Traditional Georgian Food – perfect as a starter
|Blue Fenugreek Powder||1 teaspoon|
|Marigold Powder||1 teaspoon|
|Coriander Powder||1 teaspoon|
|Red hot chilli powder or cayenne pepper powder||1 teaspoon|
|White wine vinegar||2 tablespoons|
|Warm water||100 mls|
- Walnut paste:
- Chop 1 onion and fry in pan. Set aside
- Add the following to a food processor- 200 g of walnuts, 3 cloves of garlic, ground coriander powder, ground marigold, ground blue fenugreek, red chilli powder or cayenne powder, fried onions, salt, 2 tablespoons of white wine vinegar and some hot water. Blend until this produces a fine paste. The resulting paste should have the consistency of pesto.

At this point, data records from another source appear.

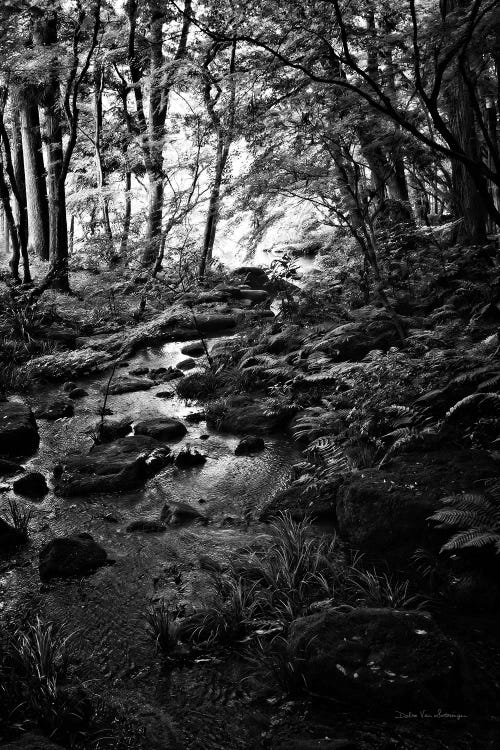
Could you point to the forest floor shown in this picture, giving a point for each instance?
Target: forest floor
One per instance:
(273, 559)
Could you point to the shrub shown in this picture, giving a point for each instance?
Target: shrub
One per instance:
(198, 385)
(162, 625)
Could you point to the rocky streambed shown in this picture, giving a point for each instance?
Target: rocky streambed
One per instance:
(155, 535)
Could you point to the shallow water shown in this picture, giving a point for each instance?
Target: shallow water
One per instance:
(185, 706)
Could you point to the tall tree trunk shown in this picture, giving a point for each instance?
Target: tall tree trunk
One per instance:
(467, 203)
(45, 33)
(213, 210)
(100, 172)
(34, 172)
(20, 212)
(152, 129)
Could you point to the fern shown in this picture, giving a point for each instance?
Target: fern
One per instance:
(476, 517)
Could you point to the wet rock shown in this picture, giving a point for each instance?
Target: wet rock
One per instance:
(242, 417)
(175, 513)
(304, 742)
(213, 322)
(128, 384)
(10, 537)
(196, 417)
(18, 429)
(186, 364)
(254, 295)
(385, 512)
(299, 503)
(193, 349)
(146, 525)
(31, 742)
(31, 484)
(252, 276)
(115, 467)
(55, 409)
(64, 336)
(382, 659)
(171, 374)
(8, 468)
(188, 459)
(249, 444)
(112, 429)
(68, 556)
(78, 393)
(161, 428)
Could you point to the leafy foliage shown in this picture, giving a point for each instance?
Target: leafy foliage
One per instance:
(476, 516)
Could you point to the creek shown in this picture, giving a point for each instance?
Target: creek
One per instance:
(194, 706)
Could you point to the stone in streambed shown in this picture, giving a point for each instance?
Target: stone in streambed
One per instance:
(55, 409)
(129, 384)
(187, 459)
(186, 364)
(146, 525)
(384, 660)
(161, 428)
(175, 513)
(18, 429)
(10, 537)
(78, 393)
(68, 556)
(193, 349)
(31, 484)
(112, 429)
(8, 468)
(115, 467)
(249, 444)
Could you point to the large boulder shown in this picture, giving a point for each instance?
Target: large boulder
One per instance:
(119, 466)
(69, 556)
(161, 428)
(18, 429)
(385, 512)
(382, 660)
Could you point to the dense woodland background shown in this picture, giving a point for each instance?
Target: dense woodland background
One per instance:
(129, 130)
(250, 360)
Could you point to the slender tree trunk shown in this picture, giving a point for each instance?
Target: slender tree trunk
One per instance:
(45, 33)
(100, 172)
(467, 203)
(34, 172)
(213, 210)
(20, 212)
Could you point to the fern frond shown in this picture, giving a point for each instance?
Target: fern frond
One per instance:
(473, 538)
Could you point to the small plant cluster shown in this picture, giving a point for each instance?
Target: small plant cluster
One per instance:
(35, 691)
(263, 590)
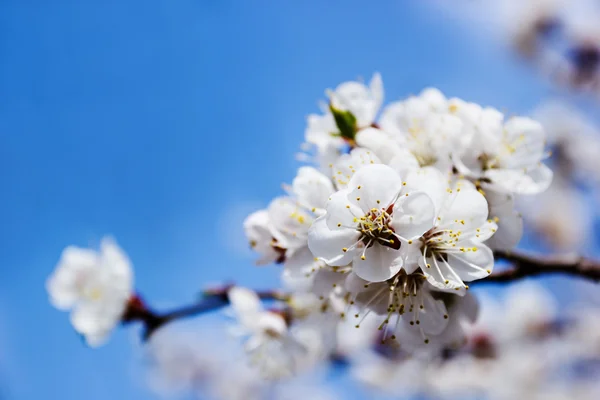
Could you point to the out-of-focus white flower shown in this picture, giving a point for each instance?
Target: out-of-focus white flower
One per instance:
(96, 285)
(269, 345)
(180, 362)
(263, 238)
(508, 157)
(366, 223)
(574, 139)
(509, 221)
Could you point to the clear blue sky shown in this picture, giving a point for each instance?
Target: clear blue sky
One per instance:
(162, 123)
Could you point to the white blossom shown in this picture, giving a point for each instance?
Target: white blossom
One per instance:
(95, 285)
(367, 222)
(508, 157)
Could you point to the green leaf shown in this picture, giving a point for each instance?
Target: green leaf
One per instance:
(345, 121)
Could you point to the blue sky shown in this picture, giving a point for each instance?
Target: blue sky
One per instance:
(162, 123)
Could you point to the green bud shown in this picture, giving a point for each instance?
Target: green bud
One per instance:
(345, 121)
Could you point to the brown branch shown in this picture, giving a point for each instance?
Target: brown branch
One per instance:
(525, 265)
(212, 299)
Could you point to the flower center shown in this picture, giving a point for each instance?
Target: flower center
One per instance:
(434, 243)
(375, 228)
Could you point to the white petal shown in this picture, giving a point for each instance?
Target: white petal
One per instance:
(244, 301)
(404, 162)
(380, 143)
(374, 186)
(327, 244)
(342, 212)
(432, 317)
(528, 181)
(73, 269)
(298, 270)
(348, 164)
(510, 229)
(413, 215)
(465, 209)
(326, 280)
(312, 188)
(472, 265)
(291, 221)
(380, 263)
(440, 276)
(431, 181)
(268, 321)
(117, 265)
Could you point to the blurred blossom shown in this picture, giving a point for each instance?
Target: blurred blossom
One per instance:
(559, 37)
(96, 285)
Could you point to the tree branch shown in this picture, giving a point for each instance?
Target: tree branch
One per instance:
(212, 299)
(524, 265)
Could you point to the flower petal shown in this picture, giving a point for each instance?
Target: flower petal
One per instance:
(379, 264)
(413, 215)
(327, 244)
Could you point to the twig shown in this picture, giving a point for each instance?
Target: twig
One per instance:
(212, 299)
(524, 265)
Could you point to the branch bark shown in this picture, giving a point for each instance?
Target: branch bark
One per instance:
(523, 265)
(211, 300)
(526, 264)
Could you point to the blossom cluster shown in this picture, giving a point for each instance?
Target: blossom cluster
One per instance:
(523, 347)
(399, 209)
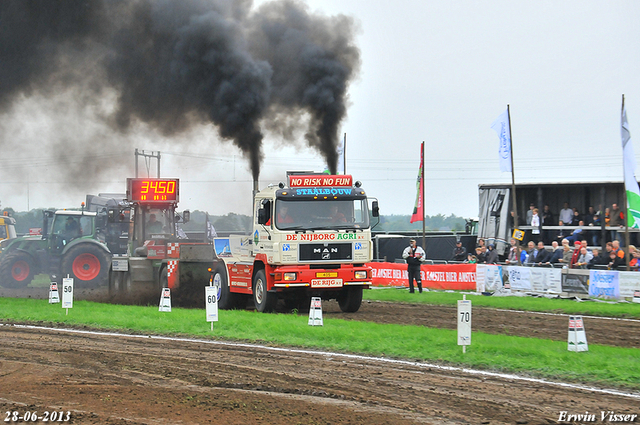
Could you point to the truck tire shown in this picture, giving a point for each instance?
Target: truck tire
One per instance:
(264, 300)
(88, 264)
(351, 299)
(17, 270)
(226, 299)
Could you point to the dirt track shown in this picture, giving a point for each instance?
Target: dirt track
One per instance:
(127, 380)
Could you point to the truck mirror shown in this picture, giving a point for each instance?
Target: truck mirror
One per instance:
(101, 222)
(375, 211)
(264, 213)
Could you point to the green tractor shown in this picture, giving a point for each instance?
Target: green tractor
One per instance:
(70, 243)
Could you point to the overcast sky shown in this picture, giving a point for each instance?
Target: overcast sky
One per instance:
(434, 71)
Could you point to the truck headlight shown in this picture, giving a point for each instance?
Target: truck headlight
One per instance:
(361, 274)
(289, 276)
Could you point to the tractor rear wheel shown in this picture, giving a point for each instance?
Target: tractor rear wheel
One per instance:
(226, 299)
(88, 264)
(17, 270)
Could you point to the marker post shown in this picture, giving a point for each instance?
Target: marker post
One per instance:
(464, 323)
(315, 312)
(54, 296)
(211, 303)
(165, 300)
(67, 293)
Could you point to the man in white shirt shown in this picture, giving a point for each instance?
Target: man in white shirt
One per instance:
(566, 214)
(414, 255)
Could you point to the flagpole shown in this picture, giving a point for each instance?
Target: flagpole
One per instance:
(514, 204)
(626, 201)
(424, 210)
(344, 153)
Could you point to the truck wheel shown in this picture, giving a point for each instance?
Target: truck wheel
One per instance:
(264, 300)
(16, 270)
(351, 299)
(87, 264)
(164, 278)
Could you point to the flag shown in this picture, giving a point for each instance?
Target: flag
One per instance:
(418, 209)
(341, 155)
(629, 166)
(502, 127)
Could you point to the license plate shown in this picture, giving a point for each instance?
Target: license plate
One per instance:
(120, 265)
(326, 283)
(327, 274)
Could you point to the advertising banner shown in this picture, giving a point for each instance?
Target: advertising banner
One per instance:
(518, 277)
(434, 276)
(604, 284)
(629, 283)
(488, 277)
(575, 284)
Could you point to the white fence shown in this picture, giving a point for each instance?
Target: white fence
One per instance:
(573, 282)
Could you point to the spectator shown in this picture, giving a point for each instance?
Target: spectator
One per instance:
(542, 255)
(414, 255)
(530, 213)
(492, 255)
(577, 235)
(616, 219)
(561, 233)
(634, 257)
(535, 224)
(594, 235)
(567, 253)
(547, 220)
(577, 217)
(615, 247)
(480, 255)
(459, 252)
(614, 261)
(513, 256)
(556, 253)
(576, 252)
(584, 258)
(566, 214)
(527, 256)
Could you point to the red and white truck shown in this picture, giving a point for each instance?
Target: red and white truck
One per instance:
(311, 237)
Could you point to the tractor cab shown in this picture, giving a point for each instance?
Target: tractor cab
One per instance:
(62, 227)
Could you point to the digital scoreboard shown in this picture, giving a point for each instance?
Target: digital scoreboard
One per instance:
(153, 190)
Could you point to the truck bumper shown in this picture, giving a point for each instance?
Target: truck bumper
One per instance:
(320, 279)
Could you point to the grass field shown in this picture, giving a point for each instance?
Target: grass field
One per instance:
(601, 365)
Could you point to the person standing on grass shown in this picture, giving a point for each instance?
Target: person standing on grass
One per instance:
(414, 255)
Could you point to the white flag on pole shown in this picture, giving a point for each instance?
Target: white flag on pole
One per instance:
(629, 165)
(501, 126)
(341, 157)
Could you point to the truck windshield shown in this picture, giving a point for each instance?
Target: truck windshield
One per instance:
(326, 215)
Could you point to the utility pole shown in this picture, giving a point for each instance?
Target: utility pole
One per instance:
(147, 160)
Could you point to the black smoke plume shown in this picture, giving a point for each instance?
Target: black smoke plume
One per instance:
(173, 64)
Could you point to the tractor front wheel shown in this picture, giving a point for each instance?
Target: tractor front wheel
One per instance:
(17, 270)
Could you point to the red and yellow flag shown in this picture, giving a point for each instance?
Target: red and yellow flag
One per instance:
(418, 209)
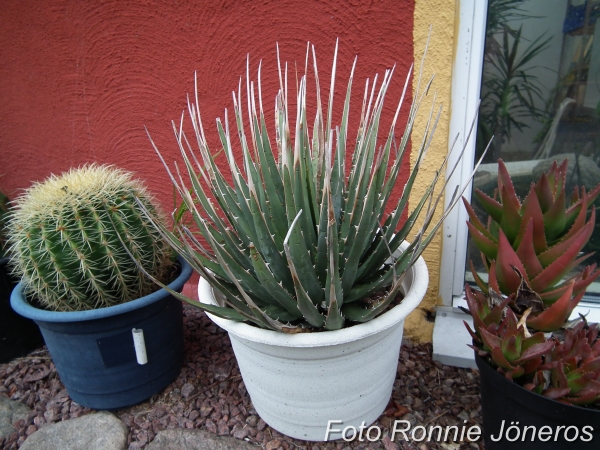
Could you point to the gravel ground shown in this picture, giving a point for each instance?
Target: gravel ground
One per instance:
(210, 394)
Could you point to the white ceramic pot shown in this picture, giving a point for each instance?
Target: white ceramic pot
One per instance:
(299, 382)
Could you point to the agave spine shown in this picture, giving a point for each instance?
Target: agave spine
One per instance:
(541, 238)
(66, 239)
(295, 242)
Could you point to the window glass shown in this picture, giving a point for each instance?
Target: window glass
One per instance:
(540, 99)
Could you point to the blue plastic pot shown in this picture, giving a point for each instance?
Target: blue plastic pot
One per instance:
(93, 351)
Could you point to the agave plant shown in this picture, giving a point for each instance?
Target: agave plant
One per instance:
(536, 244)
(299, 242)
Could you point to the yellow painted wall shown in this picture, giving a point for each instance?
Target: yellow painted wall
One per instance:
(441, 15)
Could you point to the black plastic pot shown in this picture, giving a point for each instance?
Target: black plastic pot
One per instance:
(94, 354)
(18, 335)
(505, 403)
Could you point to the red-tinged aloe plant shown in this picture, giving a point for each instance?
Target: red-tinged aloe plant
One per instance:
(499, 335)
(536, 243)
(565, 369)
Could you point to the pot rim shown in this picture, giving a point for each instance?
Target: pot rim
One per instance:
(24, 308)
(413, 296)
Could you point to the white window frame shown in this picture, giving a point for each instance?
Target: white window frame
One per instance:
(466, 85)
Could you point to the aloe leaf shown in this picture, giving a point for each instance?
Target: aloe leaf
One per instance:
(526, 253)
(508, 280)
(555, 218)
(511, 220)
(491, 206)
(554, 272)
(544, 193)
(476, 222)
(483, 244)
(532, 210)
(506, 188)
(554, 317)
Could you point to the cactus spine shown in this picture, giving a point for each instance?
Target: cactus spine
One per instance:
(66, 239)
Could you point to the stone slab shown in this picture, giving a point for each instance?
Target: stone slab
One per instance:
(98, 431)
(10, 412)
(180, 439)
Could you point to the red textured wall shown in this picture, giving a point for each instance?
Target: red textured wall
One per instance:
(80, 79)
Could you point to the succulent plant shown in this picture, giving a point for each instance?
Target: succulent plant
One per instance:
(3, 219)
(501, 336)
(563, 367)
(571, 369)
(536, 243)
(67, 237)
(296, 244)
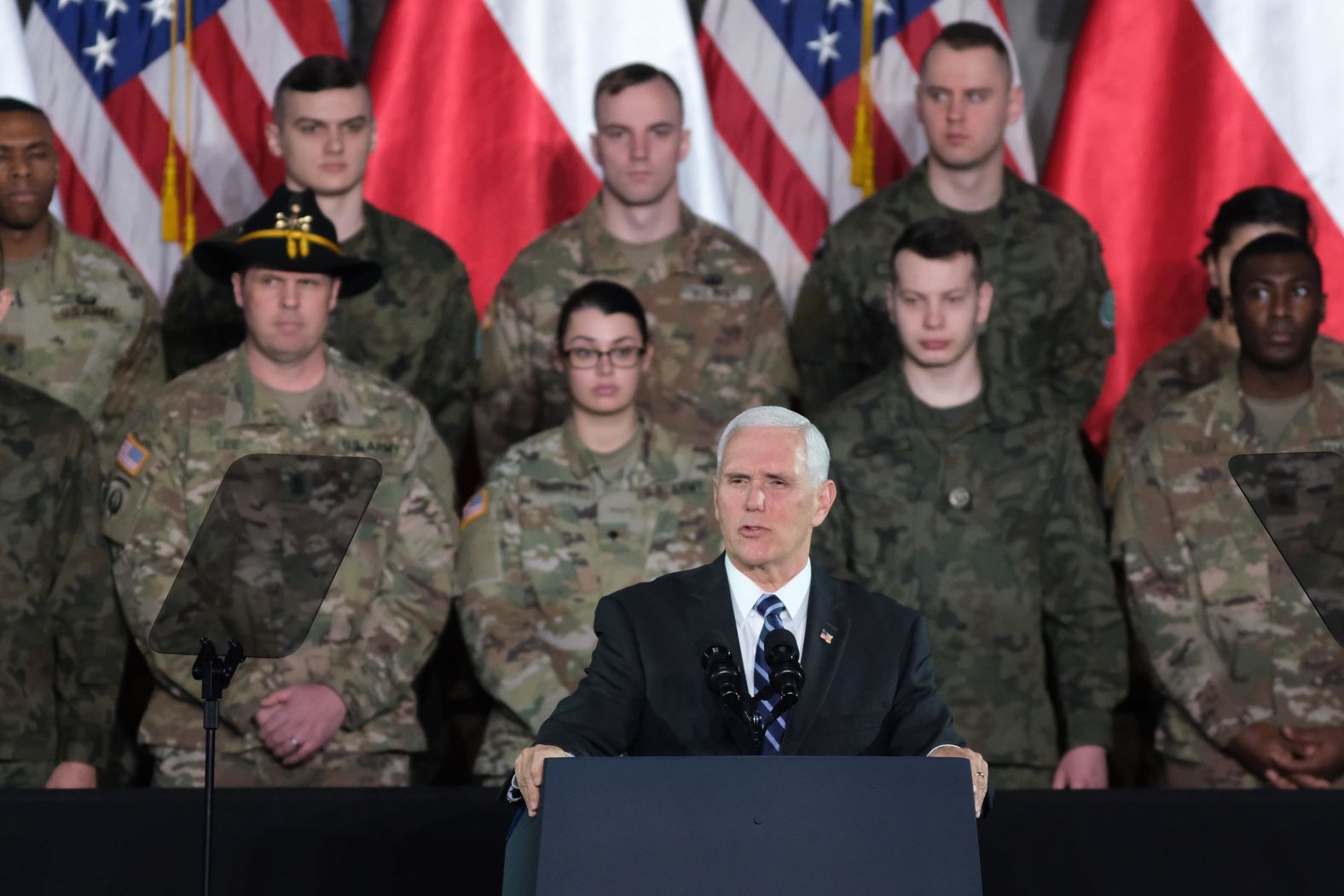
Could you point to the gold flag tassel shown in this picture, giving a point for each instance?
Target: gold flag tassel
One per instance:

- Preparing the aubergine:
- Cut aubergines into thin slices, coat with salt and set aside for 30 minutes.
- After 30 minutes discard the bitter juices released by the aubergines
- Pat dry the aubergine slices and then pan fry then- each side takes approximately 3 minutes.
- Alternatively you can sprinkle with oil and bake for 20-25 minutes at a temperature of 200 degrees.
- Add the walnut paste on one side of the aubergine slice and roll it.
- Garnish was pomegranates and coriander.